With the help of the investigative team, Bowers soon discovers that some of the most notorious and blatant killers in our nation’s history are referenced resources in these kidnappings. The investigation quickly succumbs into a recurring nightmare of conniving manipulation and chilling terror. Coupled with world renowned criminologist, Dr. Calvin Werjonic, (who’s on the cutting edge of groundbreaking investigative techniques), Bowers comes face-to-face with a blood-thirsty, fame-seeking maniac.
A few of the crimes mentioned in Opening Moves actually occurred in real life. This alone adds to the foundational macabre overtones of the storyline. The emergence of three killers intensifies the mystery and suspense while creating multiple tangents within the main storyline. The interconnection between characters is astounding on both the criminal and law enforcement levels.
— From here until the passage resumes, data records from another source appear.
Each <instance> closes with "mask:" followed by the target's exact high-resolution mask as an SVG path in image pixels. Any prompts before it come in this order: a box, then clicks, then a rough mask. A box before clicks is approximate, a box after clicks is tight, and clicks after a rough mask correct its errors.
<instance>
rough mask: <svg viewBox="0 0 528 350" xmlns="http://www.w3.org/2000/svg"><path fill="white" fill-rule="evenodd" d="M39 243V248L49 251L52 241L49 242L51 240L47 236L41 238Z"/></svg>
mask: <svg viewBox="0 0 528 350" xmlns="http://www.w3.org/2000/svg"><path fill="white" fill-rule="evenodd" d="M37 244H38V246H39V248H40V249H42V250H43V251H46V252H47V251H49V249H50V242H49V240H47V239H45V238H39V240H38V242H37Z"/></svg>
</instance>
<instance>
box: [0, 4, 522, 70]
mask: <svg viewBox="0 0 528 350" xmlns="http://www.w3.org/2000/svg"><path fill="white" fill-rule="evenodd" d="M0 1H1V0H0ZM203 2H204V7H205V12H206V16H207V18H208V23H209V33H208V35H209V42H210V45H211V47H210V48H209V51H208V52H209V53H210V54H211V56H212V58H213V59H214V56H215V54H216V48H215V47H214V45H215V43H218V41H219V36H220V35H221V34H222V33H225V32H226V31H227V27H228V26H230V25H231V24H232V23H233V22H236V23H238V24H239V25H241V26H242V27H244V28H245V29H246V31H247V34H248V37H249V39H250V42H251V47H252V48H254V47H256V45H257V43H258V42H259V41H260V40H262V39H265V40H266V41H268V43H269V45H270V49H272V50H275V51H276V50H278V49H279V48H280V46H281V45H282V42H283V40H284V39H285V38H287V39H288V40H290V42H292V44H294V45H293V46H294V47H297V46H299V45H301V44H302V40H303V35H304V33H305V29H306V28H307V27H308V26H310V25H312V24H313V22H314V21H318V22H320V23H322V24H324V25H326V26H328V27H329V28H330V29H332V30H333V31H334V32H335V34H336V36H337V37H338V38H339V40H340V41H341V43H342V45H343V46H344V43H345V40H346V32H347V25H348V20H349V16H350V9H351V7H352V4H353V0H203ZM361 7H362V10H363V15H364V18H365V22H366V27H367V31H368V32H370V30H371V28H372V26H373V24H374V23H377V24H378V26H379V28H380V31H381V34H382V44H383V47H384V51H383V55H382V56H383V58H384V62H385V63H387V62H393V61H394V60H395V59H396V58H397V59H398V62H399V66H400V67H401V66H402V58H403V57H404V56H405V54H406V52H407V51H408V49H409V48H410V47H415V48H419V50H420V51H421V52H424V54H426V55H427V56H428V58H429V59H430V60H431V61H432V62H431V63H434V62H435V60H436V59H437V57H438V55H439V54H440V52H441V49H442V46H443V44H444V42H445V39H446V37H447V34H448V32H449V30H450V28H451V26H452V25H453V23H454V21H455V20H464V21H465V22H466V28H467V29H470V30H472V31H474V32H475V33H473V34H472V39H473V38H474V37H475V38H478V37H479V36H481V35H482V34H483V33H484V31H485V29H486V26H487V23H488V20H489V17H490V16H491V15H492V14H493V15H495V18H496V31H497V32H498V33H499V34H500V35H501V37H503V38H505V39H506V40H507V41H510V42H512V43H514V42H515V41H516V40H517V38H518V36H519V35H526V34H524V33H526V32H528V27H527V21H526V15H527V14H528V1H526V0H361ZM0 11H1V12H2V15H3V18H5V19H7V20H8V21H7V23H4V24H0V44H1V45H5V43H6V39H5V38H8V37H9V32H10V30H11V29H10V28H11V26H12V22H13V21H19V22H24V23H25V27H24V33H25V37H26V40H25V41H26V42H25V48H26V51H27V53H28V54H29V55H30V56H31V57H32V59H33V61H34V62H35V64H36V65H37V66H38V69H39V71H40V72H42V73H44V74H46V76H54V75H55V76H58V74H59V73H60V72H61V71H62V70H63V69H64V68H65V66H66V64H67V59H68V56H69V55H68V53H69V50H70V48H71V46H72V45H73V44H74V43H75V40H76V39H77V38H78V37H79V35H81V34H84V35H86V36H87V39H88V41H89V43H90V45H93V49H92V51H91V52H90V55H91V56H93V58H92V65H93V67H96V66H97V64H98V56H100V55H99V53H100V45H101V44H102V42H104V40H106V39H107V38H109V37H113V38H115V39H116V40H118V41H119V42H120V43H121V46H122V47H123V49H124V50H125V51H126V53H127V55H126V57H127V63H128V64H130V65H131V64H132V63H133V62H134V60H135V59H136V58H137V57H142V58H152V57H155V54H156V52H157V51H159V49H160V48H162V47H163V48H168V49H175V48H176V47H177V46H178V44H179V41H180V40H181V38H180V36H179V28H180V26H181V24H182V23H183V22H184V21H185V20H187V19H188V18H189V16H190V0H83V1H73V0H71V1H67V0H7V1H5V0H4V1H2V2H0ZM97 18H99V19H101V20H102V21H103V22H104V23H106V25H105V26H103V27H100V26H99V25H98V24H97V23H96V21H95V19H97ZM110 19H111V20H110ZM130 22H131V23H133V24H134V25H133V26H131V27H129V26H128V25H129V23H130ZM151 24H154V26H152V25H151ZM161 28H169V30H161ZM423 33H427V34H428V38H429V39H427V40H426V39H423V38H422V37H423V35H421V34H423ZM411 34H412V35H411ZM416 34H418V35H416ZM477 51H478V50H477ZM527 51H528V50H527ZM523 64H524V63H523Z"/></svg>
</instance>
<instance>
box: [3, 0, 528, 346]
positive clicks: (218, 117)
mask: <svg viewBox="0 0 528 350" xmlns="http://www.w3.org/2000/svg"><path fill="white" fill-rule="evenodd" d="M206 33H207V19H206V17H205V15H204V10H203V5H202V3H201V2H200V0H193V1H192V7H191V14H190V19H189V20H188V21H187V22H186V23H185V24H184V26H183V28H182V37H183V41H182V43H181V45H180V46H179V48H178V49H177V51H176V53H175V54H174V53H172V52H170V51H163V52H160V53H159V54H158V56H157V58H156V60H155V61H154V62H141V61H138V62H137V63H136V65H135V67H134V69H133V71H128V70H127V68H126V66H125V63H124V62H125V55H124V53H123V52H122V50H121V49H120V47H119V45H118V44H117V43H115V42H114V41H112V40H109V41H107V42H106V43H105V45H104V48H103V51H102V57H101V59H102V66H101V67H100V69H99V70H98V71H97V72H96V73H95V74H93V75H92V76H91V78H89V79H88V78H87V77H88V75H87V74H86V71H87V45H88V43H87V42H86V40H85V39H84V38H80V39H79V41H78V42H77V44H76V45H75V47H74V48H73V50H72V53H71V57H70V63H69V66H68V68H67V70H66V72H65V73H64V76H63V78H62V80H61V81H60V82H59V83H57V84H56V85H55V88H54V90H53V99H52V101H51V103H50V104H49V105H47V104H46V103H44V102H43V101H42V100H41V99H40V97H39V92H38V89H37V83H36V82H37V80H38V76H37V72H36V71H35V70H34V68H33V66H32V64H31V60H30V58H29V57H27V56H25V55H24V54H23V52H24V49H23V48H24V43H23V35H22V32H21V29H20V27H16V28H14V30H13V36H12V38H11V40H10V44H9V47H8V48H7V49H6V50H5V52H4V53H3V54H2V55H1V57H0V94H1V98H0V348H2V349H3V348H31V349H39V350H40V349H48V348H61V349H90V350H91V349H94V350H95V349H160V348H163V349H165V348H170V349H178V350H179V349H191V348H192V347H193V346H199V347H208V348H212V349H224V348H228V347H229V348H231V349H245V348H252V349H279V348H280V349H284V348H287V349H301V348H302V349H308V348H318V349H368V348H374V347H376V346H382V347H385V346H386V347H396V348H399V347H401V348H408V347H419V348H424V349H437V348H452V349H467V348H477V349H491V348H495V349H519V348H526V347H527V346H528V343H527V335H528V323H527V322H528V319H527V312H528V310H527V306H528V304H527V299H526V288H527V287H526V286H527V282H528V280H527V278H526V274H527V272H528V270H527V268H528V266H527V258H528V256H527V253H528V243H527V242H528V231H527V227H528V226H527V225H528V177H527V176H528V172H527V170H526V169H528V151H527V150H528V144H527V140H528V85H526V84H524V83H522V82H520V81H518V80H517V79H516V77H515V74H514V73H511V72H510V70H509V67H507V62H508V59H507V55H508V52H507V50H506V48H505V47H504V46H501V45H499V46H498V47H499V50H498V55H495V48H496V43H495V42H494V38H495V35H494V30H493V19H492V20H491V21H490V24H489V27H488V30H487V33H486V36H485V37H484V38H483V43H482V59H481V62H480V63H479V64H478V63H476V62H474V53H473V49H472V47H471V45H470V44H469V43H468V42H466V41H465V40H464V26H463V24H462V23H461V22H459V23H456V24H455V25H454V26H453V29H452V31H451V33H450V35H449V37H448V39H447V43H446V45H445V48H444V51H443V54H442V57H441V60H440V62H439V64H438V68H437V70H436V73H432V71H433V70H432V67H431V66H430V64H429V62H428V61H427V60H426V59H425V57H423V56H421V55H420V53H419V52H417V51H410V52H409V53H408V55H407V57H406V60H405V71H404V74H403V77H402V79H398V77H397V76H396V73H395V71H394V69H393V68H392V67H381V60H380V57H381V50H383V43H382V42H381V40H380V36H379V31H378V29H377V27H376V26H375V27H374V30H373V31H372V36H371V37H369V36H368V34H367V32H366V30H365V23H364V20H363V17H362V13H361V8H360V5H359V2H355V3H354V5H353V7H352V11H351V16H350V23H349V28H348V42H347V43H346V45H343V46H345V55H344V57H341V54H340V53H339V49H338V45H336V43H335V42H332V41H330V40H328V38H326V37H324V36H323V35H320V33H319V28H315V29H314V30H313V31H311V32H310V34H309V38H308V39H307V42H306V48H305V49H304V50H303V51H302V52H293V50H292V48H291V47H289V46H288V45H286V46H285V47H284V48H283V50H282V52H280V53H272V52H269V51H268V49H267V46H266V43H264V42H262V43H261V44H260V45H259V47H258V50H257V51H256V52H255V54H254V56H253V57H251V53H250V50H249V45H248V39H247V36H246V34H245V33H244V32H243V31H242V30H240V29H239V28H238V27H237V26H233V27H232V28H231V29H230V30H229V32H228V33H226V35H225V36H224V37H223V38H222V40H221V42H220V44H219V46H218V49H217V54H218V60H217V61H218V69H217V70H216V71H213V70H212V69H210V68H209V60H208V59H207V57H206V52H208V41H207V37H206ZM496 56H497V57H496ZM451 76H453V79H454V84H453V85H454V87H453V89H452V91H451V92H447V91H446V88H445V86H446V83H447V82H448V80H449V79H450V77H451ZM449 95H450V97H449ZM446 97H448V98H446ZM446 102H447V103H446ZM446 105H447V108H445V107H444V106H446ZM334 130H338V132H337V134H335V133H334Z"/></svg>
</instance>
One of the highlights for me was experiencing the unity of a diverse team working towards a common purpose--where no rock is left unturned and no lead neglected. I enjoyed the opportunity to meet Patrick Bowers (pre-FBI days) in the manner he’s portrayed.
James is clear and crisp in his descriptive details, both in locale and characters. The created dialogue is superbly realistic. He is a consummate storyteller weaving plot, principals and power.
The internal struggle to find redemption and peace in one killer’s mind coupled with Bowers assertion that we are all capable of darkness and unimaginable sin is captivating. Reading Opening Moves is not a mindless activity – it will stir issues within that we easily ignore or are hardened towards.
While Opening Moves does contain pure evil (isn’t that a misnomer?), James doesn't glamorize it or position a lingering spotlight on the shock factor. He addresses the tension he experiences in the foreword. In Bowers’ own words, “I took a moment to collect myself, to try filtering out the disgust. Finally, I opened my eyes, but the disquieting residue of anger and nausea hadn’t gone away.”
My only “frustration” with reading this Steven James novel is its length. The beginning, middle and end consume a lot of copy and pages. It’s a tad disheartening when you’re at page 280 (chapter 52) of the story and you still have another 48 chapters to go. But then again, I don’t know what I would edit out to shorten it.
The next Patrick Bowers title is The King set to release in July 2013!